Tuesday, October 28, 2008

Fall Musings

After a short 2 months at Naturalists-At-Large I am looking forward now to a grand adventure in China, Thailand, and Borneo this winter. The itinerary, beginning Nov. 8, is starting to fill up with endless forays into new and never visited climbing areas across Southeast Asia. But before I launch into preparations for the upcoming journey I felt it only to necessary to recount a few excellent adventures from the last bit of this play called work.

So to recap: The Southern California fall has been nothing short of fantastic. My regular tour of the region this season included some of the Golden State's most beautiful and less visited natural areas. I began in September at one-of-kind salty, tuffa'd Mono Lake and I moved around working and touring through the dry yet elegant Mojave desert. Along the way I was accompanied by a colorful cast of devoted and outrageous outdoor educators. Campfire music sessions were numerous, miles on the Interstate were even more numerous, and the time spent with friends in wild places was notable in the fact that despite the many times I have visited these places they are still just as I want and need them to be.

Programs at the end of the Colorado River were fun and the weekends following in dirty, quaint Yuma, Arizona were clearly scenes out of low-budget Hollywood flick backdropped by neon cheap hotels and sad palm trees. A canoe trip below the Hoover Dam meant Vegas was just a short drive away but we chose to spend our evening watching the presidential debate in the back of a local bar and wandering the streets of a desert town lost in the middle. In Pinnacles we befriended the rangers, took the superintendent's 10 year old daughter climbing and later, Andrew and I climbed the serpentine Machete Ridge with speed and grace (not always the case) until dark.

This season I reflected on how truly lucky I am do be working at a job that lets me visit some of these incredible places. As the world continues to spin into an increasingly unpredictable place I am excited and thankful to be continuing to live this life of constant exploration, honest fun, and rewarding pursuits. May the adventure continue....
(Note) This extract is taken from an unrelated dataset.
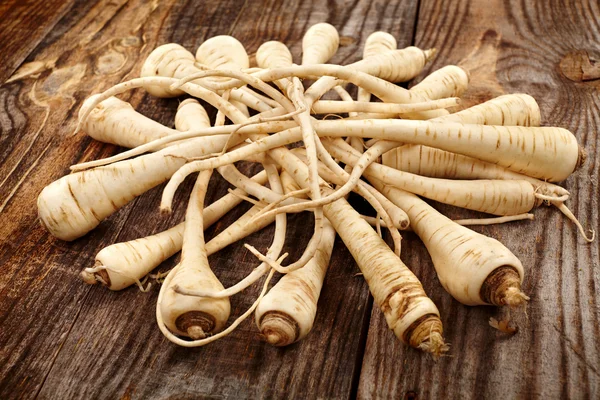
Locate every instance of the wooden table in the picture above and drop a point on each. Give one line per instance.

Saturday, October 18, 2008

A nearly secret part of the Colorado River

Thursday, October 02, 2008

Home Back Home On the Mighty Colorado

The Colorado River is a one of a kind place. No other river on Earth can mimic its comforting grand canyons nor the deep mineral hues of its' coves. The Colorado River drains so much of the southwestern US that it encompasses and links many diverse regions. Yet, because of the river's endless enchainment of dams each piece must be explored separately. The Colorado River that I know begins as a chilly silt-free discharge from the bottom of the historic Hoover dam and flows decisively south toward the Davis Dam. Everyone that has visited this oftentimes quiet piece of the Colorado River has become fond of it.

On this particular week this peaceful Mojave Lake backwater is baking at well over 105 degrees. The winds only help to enhance the feel of living in a convection oven. The bighorn hide sleepily in the shade and the echos of my powerboats engine bounce across the tepid clear water. We are supporting nearly 80 people as they paddle through the numbing heat. We wait, we motor, we unload, we swim, and then repeat our now familiar work day. It feels good to be working and living in a place where most humans are only short-term visitors.

On the last day we begin to explore a cove that previous friends had visited. It is muddy and brushy at the shore. After three years out on the river I have never been here before it seems like a discovery is about to take place. We push through the sharp brush and immediately enter into an unknown tall slot canyon. There is nothing like this along this stretch of river; it is unheard of. We are excited and taking pictures like school children. We have made yet another amazing find along the under appreciated river corridor. We all agree we like our job today and then we get back to work.